Hacker Newsnew | comments | show | ask | jobs | submit login
MongoDB gotchas for the unaware user (senko.net)
83 points by senko 1613 days ago | 31 comments



I think "always use getLastError" is a poor general guideline. The "gotcha" at the heart of it is to know that mongodb syncs inserts to disk at a configurable interval (1 minute by default) - which means data can be lost. Calling getLastError (or setting safe => true in a lot of drivers) will force the write to disk.

However, one of the great things about MongoDB is that, in some cases, you can easily afford to lose 1 minute worth of inserts in exchange for huge performance gains. Large chunks of data that is used for analytics is a good example since lost data won't [likely] impact final aggregates/percentages.

Some of our inserts, like user registration we run with safe=>true. Others, like audit logs (which, for us aren't as important as they might be for others) we don't.

-----


I actually didn't have the problem with data not being synced to disk immediately, and I wasn't using getLastError to sync on every operation (AFAIK it doesn't by default, unless you use fsync option).

My more mundane problem was that I didn't know whether database said the (insertion) operation was ok (or, for example, I tried to reuse an unique key value).
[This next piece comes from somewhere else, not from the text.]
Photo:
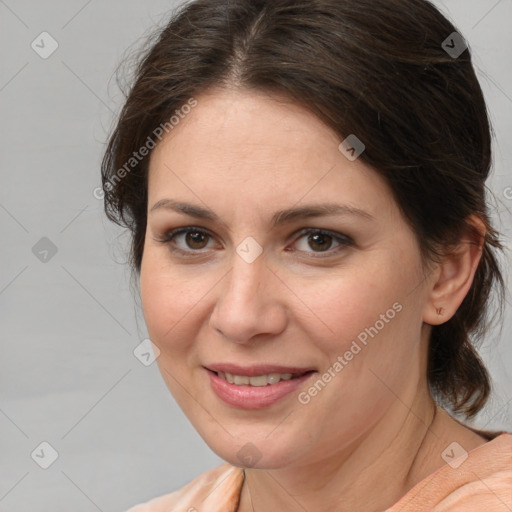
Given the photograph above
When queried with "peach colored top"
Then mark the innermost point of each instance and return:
(482, 482)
Without using getLastError (or, indeed, safe=True in Python), I have no idea whether any possible errors (eg. a bug in my code) have occurred.

For data for which you can ignore occasional error (e.g. some logging, or click tracking, or similar) I agree getLastError may not be needed. I believe that it's not a very good default for most users with use-cases similar to mine - you have a VPS, you build a simple app on it, and use MongoDB in it.

-----


Perhaps your use case is better suited to a traditional RDMS then, like MySQL or Postresql. Mongo is specifically marketed as a high performance database, which is why this is the default.

-----


getLastError (or safe=true) does not force the write to the disk. Checking getLastError determines whether the server accepted the write, or whether there were failures (uniqueness checks, for instance, or whether any rows were updated).

-----


First error of this user is trying to run mongodb on a single node instance. One note about his paragraph regarding replication ... just make sure to not use the autoresync flag if that's your data recovery plan or you'll simply replicate bad data to the slaves. If your really serious about the data, cycle a couple slaves down every X minutes so that they completely write to disk so that you can perform proper backups then have them come back up and resync.

Here's a rewrite of the article: Don't use monogdb unless you know what your doing and have the hardware to do it right.

-----


(I'm the author of the article).

> Don't use monogdb unless you know what your doing

That can just as well be applied to anything, not just mongodb. Whenever you start using something, you're going to make mistakes.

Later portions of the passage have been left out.